Transformers documentation

Chat basics

Hugging Face's logo
Join the Hugging Face community

and get access to the augmented documentation experience

to get started

Chat basics

Chat models are conversational models you can send a message to and receive a response. Most language models from mid-2023 onwards are chat models and may be referred to as “instruct” or “instruction-tuned” models. Models that do not support chat are often referred to as “base” or “pretrained” models.

Larger and newer models are generally more capable, but models specialized in certain domains (medical, legal text, non-English languages, etc.) can often outperform these larger models. Try leaderboards like OpenLLM and LMSys Chatbot Arena to help you identify the best model for your use case.

This guide shows you how to quickly load chat models in Transformers from the command line, how to build and format a conversation, and how to chat using the TextGenerationPipeline.

chat CLI

After you’ve installed Transformers, you can chat with a model directly from the command line. The command below launches an interactive session with a model, with a few base commands listed at the start of the session.

transformers chat Qwen/Qwen2.5-0.5B-Instruct

You can launch the CLI with arbitrary generate flags, with the format arg_1=value_1 arg_2=value_2 ...

transformers chat Qwen/Qwen2.5-0.5B-Instruct do_sample=False max_new_tokens=10

For a full list of options, run the command below.

transformers chat -h

The chat is implemented on top of the AutoClass, using tooling from text generation and chat. It uses the transformers serve CLI under the hood (docs).

TextGenerationPipeline

TextGenerationPipeline is a high-level text generation class with a “chat mode”. Chat mode is enabled when a conversational model is detected and the chat prompt is properly formatted.

Chat models accept a list of messages (the chat history) as the input. Each message is a dictionary with role and content keys. To start the chat, add a single user message. You can also optionally include a system message to give the model directions on how to behave.

chat = [
    {"role": "system", "content": "You are a helpful science assistant."},
    {"role": "user", "content": "Hey, can you explain gravity to me?"}
]

Create the TextGenerationPipeline and pass chat to it. For large models, setting device_map=“auto” helps load the model quicker and automatically places it on the fastest device available.

import torch
from transformers import pipeline

pipeline = pipeline(task="text-generation", model="HuggingFaceTB/SmolLM2-1.7B-Instruct", dtype="auto", device_map="auto")
response = pipeline(chat, max_new_tokens=512)
print(response[0]["generated_text"][-1]["content"])

If this works successfully, you should see a response from the model! If you want to continue the conversation, you need to update the chat history with the model’s response. You can do this either by appending the text to chat (use the assistant role), or by reading response[0]["generated_text"], which contains the full chat history, including the most recent response.

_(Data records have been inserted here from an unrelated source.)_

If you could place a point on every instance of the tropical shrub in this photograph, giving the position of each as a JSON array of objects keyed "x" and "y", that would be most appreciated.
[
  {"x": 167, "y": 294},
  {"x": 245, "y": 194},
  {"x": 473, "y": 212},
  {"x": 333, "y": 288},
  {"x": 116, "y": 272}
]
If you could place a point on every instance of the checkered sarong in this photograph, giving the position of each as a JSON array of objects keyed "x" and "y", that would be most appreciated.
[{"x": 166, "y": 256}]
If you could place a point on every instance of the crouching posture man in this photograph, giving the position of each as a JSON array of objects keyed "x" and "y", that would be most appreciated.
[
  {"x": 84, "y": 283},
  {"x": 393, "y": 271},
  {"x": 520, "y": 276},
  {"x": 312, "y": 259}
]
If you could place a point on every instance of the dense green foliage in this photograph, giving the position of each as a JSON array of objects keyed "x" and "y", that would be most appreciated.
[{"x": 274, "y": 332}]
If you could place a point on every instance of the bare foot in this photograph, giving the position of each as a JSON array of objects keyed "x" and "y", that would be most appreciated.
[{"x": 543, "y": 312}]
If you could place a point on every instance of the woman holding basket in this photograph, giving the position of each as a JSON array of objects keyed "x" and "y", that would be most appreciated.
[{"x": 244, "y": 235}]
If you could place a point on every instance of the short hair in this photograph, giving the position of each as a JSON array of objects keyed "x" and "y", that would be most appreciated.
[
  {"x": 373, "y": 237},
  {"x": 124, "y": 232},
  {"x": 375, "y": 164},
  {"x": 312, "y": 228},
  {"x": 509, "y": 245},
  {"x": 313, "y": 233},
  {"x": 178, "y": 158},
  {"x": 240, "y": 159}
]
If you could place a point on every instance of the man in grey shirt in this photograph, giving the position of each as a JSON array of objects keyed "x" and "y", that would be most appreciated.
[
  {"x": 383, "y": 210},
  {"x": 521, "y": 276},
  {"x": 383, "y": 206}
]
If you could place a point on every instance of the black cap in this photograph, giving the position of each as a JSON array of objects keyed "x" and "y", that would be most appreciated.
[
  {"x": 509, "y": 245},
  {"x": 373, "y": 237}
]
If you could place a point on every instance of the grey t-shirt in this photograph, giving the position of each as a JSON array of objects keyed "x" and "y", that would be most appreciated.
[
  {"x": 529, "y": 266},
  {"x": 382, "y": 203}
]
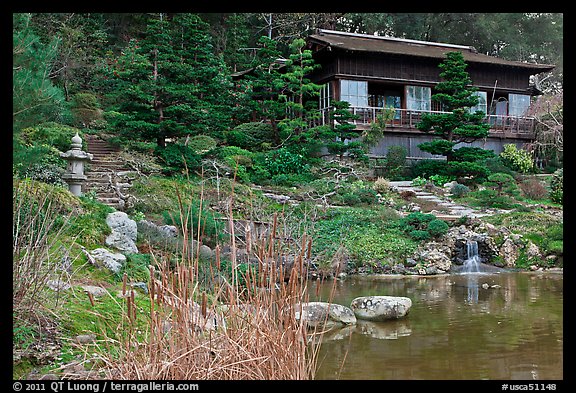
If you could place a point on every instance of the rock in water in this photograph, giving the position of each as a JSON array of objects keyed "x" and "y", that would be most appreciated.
[{"x": 380, "y": 308}]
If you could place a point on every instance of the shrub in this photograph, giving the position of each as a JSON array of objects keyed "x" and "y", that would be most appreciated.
[
  {"x": 469, "y": 172},
  {"x": 533, "y": 189},
  {"x": 440, "y": 180},
  {"x": 427, "y": 168},
  {"x": 472, "y": 154},
  {"x": 557, "y": 187},
  {"x": 459, "y": 190},
  {"x": 416, "y": 220},
  {"x": 381, "y": 185},
  {"x": 38, "y": 162},
  {"x": 209, "y": 223},
  {"x": 253, "y": 136},
  {"x": 419, "y": 181},
  {"x": 419, "y": 235},
  {"x": 51, "y": 134},
  {"x": 502, "y": 183},
  {"x": 518, "y": 160},
  {"x": 201, "y": 144},
  {"x": 175, "y": 158},
  {"x": 283, "y": 161},
  {"x": 395, "y": 162},
  {"x": 437, "y": 228}
]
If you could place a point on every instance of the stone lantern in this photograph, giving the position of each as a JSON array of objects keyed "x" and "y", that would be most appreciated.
[{"x": 76, "y": 157}]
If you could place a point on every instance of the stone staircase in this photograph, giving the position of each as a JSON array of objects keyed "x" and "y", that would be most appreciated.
[
  {"x": 103, "y": 168},
  {"x": 455, "y": 211}
]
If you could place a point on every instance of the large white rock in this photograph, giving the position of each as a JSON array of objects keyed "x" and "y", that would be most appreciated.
[
  {"x": 380, "y": 308},
  {"x": 124, "y": 232},
  {"x": 108, "y": 259},
  {"x": 325, "y": 314}
]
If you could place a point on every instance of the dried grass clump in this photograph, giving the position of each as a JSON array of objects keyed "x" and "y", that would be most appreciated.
[{"x": 242, "y": 327}]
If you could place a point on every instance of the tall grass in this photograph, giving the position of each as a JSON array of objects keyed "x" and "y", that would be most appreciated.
[
  {"x": 218, "y": 326},
  {"x": 37, "y": 253}
]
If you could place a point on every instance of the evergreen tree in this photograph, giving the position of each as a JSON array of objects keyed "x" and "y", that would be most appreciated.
[
  {"x": 264, "y": 85},
  {"x": 456, "y": 96},
  {"x": 35, "y": 99},
  {"x": 299, "y": 96},
  {"x": 170, "y": 83},
  {"x": 343, "y": 131}
]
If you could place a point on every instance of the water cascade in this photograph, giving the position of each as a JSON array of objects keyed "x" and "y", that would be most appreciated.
[{"x": 472, "y": 262}]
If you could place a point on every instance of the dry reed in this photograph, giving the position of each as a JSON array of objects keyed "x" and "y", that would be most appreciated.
[{"x": 244, "y": 328}]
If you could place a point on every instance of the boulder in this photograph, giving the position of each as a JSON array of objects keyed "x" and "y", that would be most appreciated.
[
  {"x": 108, "y": 259},
  {"x": 380, "y": 308},
  {"x": 124, "y": 232},
  {"x": 321, "y": 313}
]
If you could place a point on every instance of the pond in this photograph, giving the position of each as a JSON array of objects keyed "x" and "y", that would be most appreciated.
[{"x": 478, "y": 326}]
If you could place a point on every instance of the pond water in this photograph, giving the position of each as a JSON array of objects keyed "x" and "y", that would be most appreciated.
[{"x": 505, "y": 326}]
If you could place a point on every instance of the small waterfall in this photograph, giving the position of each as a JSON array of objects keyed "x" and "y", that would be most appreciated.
[{"x": 472, "y": 262}]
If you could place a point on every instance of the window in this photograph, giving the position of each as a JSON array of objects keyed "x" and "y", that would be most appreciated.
[
  {"x": 482, "y": 103},
  {"x": 325, "y": 96},
  {"x": 518, "y": 104},
  {"x": 355, "y": 92},
  {"x": 418, "y": 98}
]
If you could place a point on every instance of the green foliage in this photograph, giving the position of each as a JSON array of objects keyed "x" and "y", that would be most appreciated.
[
  {"x": 419, "y": 235},
  {"x": 50, "y": 133},
  {"x": 419, "y": 181},
  {"x": 437, "y": 228},
  {"x": 169, "y": 83},
  {"x": 440, "y": 180},
  {"x": 86, "y": 111},
  {"x": 468, "y": 172},
  {"x": 283, "y": 162},
  {"x": 254, "y": 136},
  {"x": 502, "y": 183},
  {"x": 175, "y": 158},
  {"x": 374, "y": 134},
  {"x": 472, "y": 154},
  {"x": 195, "y": 218},
  {"x": 518, "y": 160},
  {"x": 456, "y": 96},
  {"x": 343, "y": 130},
  {"x": 459, "y": 190},
  {"x": 533, "y": 189},
  {"x": 202, "y": 144},
  {"x": 35, "y": 99},
  {"x": 421, "y": 226},
  {"x": 38, "y": 162},
  {"x": 557, "y": 187},
  {"x": 395, "y": 166},
  {"x": 427, "y": 168},
  {"x": 368, "y": 234},
  {"x": 136, "y": 268},
  {"x": 90, "y": 228},
  {"x": 440, "y": 147}
]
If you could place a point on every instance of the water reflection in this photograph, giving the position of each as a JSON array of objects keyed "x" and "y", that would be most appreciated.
[{"x": 460, "y": 326}]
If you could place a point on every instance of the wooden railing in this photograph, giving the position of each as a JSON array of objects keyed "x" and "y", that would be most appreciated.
[{"x": 407, "y": 119}]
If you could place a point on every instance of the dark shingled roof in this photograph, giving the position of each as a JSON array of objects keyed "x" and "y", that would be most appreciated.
[{"x": 398, "y": 46}]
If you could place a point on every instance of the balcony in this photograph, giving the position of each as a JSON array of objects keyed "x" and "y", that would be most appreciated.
[{"x": 405, "y": 120}]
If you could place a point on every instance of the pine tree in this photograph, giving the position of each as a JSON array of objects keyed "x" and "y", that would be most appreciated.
[
  {"x": 171, "y": 84},
  {"x": 35, "y": 98},
  {"x": 456, "y": 96}
]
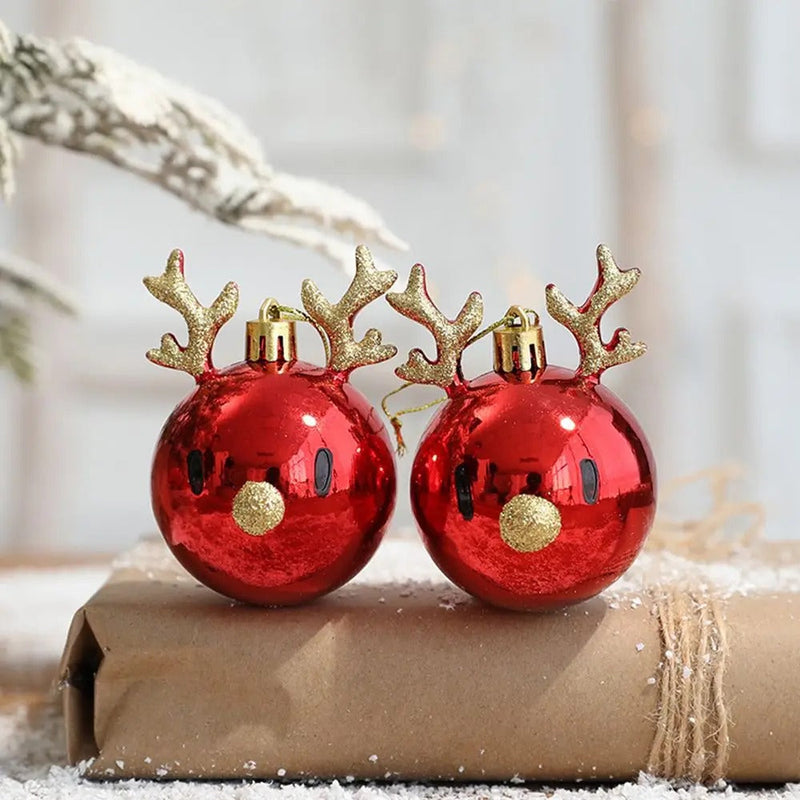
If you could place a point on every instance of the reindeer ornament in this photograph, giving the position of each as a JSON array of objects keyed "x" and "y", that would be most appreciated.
[
  {"x": 274, "y": 480},
  {"x": 533, "y": 486}
]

Once you have the model’s response, you can continue the conversation by appending a new user message to the chat history.

chat = response[0]["generated_text"]
chat.append(
    {"role": "user", "content": "Woah! But can it be reconciled with quantum mechanics?"}
)
response = pipeline(chat, max_new_tokens=512)
print(response[0]["generated_text"][-1]["content"])

By repeating this process, you can continue the conversation as long as you like, at least until the model runs out of context window or you run out of memory.

Performance and memory usage

Transformers load models in full float32 precision by default, and for a 8B model, this requires ~32GB of memory! Use the torch_dtype="auto" argument, which generally uses bfloat16 for models that were trained with it, to reduce your memory usage.

Refer to the Quantization docs for more information about the different quantization backends available.

To lower memory usage even lower, you can quantize the model to 8-bit or 4-bit with bitsandbytes. Create a BitsAndBytesConfig with your desired quantization settings and pass it to the pipelines model_kwargs parameter. The example below quantizes a model to 8-bits.

from transformers import pipeline, BitsAndBytesConfig

quantization_config = BitsAndBytesConfig(load_in_8bit=True)
pipeline = pipeline(task="text-generation", model="meta-llama/Meta-Llama-3-8B-Instruct", device_map="auto", model_kwargs={"quantization_config": quantization_config})

In general, model size and performance are directly correlated. Larger models are slower in addition to requiring more memory because each active parameter must be read from memory for every generated token. This is a bottleneck for LLM text generation and the main options for improving generation speed are to either quantize a model or use hardware with higher memory bandwidth. Adding more compute power doesn’t meaningfully help.

You can also try techniques like speculative decoding, where a smaller model generates candidate tokens that are verified by the larger model. If the candidate tokens are correct, the larger model can generate more than one token at a time. This significantly alleviates the bandwidth bottleneck and improves generation speed.

Mixture-of-Expert (MoE) models such as Mixtral, Qwen2MoE, and GPT-OSS have lots of parameters, but only “activate” a small fraction of them to generate each token. As a result, MoE models generally have much lower memory bandwidth requirements and can be faster than a regular LLM of the same size. However, techniques like speculative decoding are ineffective with MoE models because more parameters become activated with each new speculated token.